When applying for a new job, there’s a lot that more that goes into landing that new position than just your resume, but as it’s usually the very first thing a hiring manager sees, it’s undoubtedly important. A good resume can get you an interview where you can then sell yourself and see if you’re a good fit for a company, while a subpar resume can mean your application won’t even make it to your would-be boss.
Short and simple
With nearly all job applications now submitted online, the need to have an A1 resume has never been greater. The goal of a resume is to get you a phone, video or in-person interview. If you make it to the interview stage that’s when you can flesh out your experience and expand on areas mentioned in the document, however, the resume itself should remain as simple and concise as possible as well as be neatly structured. Many hiring managers also prefer resumes without a photo. The best resumes can fit onto one or two pages. If your resume is longer than that, chances are you are including some unnecessary details.
Content to include:
- Key skills
Make sure to include any skills in your resume that you possess that were called out in the job ad. Applicant Tracking Systems (ATS) scan resumes for keywords against the job ad and many resumes never even get seen by a human unless they earn a good enough score. So making sure your resume’s skills align with what the ad is calling for is vital.
This section offers you the opportunity to display what made you great at your previous jobs. Try to add at least three relevant accomplishments and ensure to use examples of work with tangible benefits or results while avoiding vague statements.
- Education, qualifications and licences
Keep it concise by listing the qualifications and licences, year of completion, the institution’s name, and location if abroad. The expiry dates of any licences is also a good idea to include. Only add more information such as courses and grades if it’s relevant to the position you’re applying for.
- Work experience, duties and responsibilities
This is where you can expand on what you did in your previous roles. Beginning with your most recent employer and working backwards, include the employer name, your position, both month and year you started and finished, and a list of your duties and responsibilities.
- Professional summary
Like the whole resume, this too should be short, sharp and to the point! The summary should describe your experience and achievements relevant to the role concisely, outlining why you’re the perfect candidate for the job. This should also be near the top of your resume.
It’s a good habit to update your resume when you start a new job, get a promotion, or complete a course. However, just as important as adding things to your resume is deleting things from it. If you’re a graduate, having your high school listed under education makes sense, however, if you’re ten years into a professional career, nothing before your tertiary education would be required. This applies to jobs you had before and during school as well, unless there is something about the job you’re applying for that makes your prior roles, such as customer service positions relevant, they can go.
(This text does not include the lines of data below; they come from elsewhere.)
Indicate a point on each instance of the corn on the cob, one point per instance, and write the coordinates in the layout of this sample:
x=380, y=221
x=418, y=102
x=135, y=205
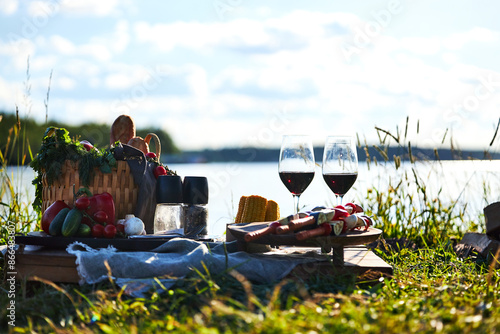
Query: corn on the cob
x=255, y=209
x=272, y=211
x=241, y=207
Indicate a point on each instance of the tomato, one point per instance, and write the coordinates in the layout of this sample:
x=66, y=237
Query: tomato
x=120, y=227
x=160, y=170
x=86, y=220
x=50, y=213
x=97, y=231
x=100, y=216
x=109, y=231
x=88, y=146
x=82, y=203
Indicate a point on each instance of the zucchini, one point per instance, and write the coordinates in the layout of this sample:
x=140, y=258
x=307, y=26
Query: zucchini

With all the hard work done, don’t forget to run a spelling and grammar check on the document. Finally, it’s a good idea to ask someone you trust to proofread it to ensure you don’t miss anything. After a while of working on your resume you’re unlikely to notice any mistakes, so a fresh set of eyes can really help.
The right document format
Many companies use Applicant Tracking Systems (ATS), so it’s important to make sure that this software can easily read your resume, giving you the best chance of success. We recommend sending your resume as a Microsoft Word or PDF document. Keep it as simple as possible, and avoid adding any tables or fancy graphics as it will make it harder for the ATS to read your resume.